Analysts DS Kim, Selina Li and Lindsey Qian highlighted that while gross gaming revenue (GGR) is still projected to rise in 2026, confidence in a sustained profit recovery has declined. The increasing proportion of VIP gaming, which offers thinner margins than base mass and premium mass segments, remains a key concern.
Caution in Analyst Ratings
The bank has cut 2026 EBITDA estimates across Macau’s six major operators by roughly 3–4 percent. JP Morgan also adjusted its outlook on SJM Holdings from Neutral to Underweight, while Melco Resorts was downgraded from Overweight to Neutral. The previous optimism is now considered unsustainable, despite 2025 GGR surpassing initial growth expectations of 5 percent by reaching 9 percent.

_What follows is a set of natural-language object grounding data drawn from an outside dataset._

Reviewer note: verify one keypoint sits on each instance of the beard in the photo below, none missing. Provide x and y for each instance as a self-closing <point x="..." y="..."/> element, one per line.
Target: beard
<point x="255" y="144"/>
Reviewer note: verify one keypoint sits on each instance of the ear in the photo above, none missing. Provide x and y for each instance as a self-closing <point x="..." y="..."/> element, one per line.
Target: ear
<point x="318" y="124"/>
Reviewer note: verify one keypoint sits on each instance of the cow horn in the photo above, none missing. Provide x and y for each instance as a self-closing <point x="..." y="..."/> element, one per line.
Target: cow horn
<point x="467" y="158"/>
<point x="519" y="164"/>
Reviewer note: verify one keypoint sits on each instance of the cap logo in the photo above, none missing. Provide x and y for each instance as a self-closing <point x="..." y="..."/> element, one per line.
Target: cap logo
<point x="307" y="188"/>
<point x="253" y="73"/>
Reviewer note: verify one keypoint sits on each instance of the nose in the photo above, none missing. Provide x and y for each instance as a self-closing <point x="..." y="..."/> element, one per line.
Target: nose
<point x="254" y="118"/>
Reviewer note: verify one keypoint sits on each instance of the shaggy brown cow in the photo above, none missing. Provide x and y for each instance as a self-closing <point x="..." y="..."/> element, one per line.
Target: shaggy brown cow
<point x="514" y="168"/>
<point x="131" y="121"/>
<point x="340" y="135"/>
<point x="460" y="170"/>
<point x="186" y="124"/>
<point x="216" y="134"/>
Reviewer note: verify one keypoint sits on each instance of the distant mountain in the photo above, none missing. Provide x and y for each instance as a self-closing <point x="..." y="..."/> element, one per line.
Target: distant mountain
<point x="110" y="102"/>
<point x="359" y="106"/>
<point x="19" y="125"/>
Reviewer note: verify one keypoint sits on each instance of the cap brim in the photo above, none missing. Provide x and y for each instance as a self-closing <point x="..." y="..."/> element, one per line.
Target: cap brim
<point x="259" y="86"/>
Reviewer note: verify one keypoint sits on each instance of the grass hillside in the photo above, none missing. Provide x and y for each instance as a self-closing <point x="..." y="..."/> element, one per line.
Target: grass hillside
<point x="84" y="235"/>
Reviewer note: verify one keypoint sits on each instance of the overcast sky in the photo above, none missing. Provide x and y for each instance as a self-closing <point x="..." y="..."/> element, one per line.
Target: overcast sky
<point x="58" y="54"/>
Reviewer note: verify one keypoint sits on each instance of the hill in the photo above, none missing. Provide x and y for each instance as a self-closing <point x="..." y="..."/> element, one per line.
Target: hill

Margins Lag Behind Revenue
JP Morgan’s analysis shows that EBITDA growth for 2025 totaled only 6 percent. When adjusted for VIP-driven variance, the increase falls to 1–2 percent, below the 4 percent target. VIP baccarat’s share of total GGR rose to 16 percent by year-end, compared to 12 percent in 2024, while even premium mass segments experienced margin pressures relative to base mass play.
Rising Operating Costs
Operating expenses climbed about 7 percent in 2025, above the 3 percent baseline inflation, driven not only by gaming volume but also by non-gaming activities such as concerts, sports and private events. These contributed positively to GGR but negatively affected margins due to reduced operational efficiency.
Outlook for 2026
Reinvestment and competition were not primary margin constraints in 2025, except at Sands China, which pursued catch-up measures. JP Morgan noted that GGR growth peaked in 4Q25, with slower expansion expected in 2026. EBITDA forecasts remain conservative until clear signs of margin improvement emerge.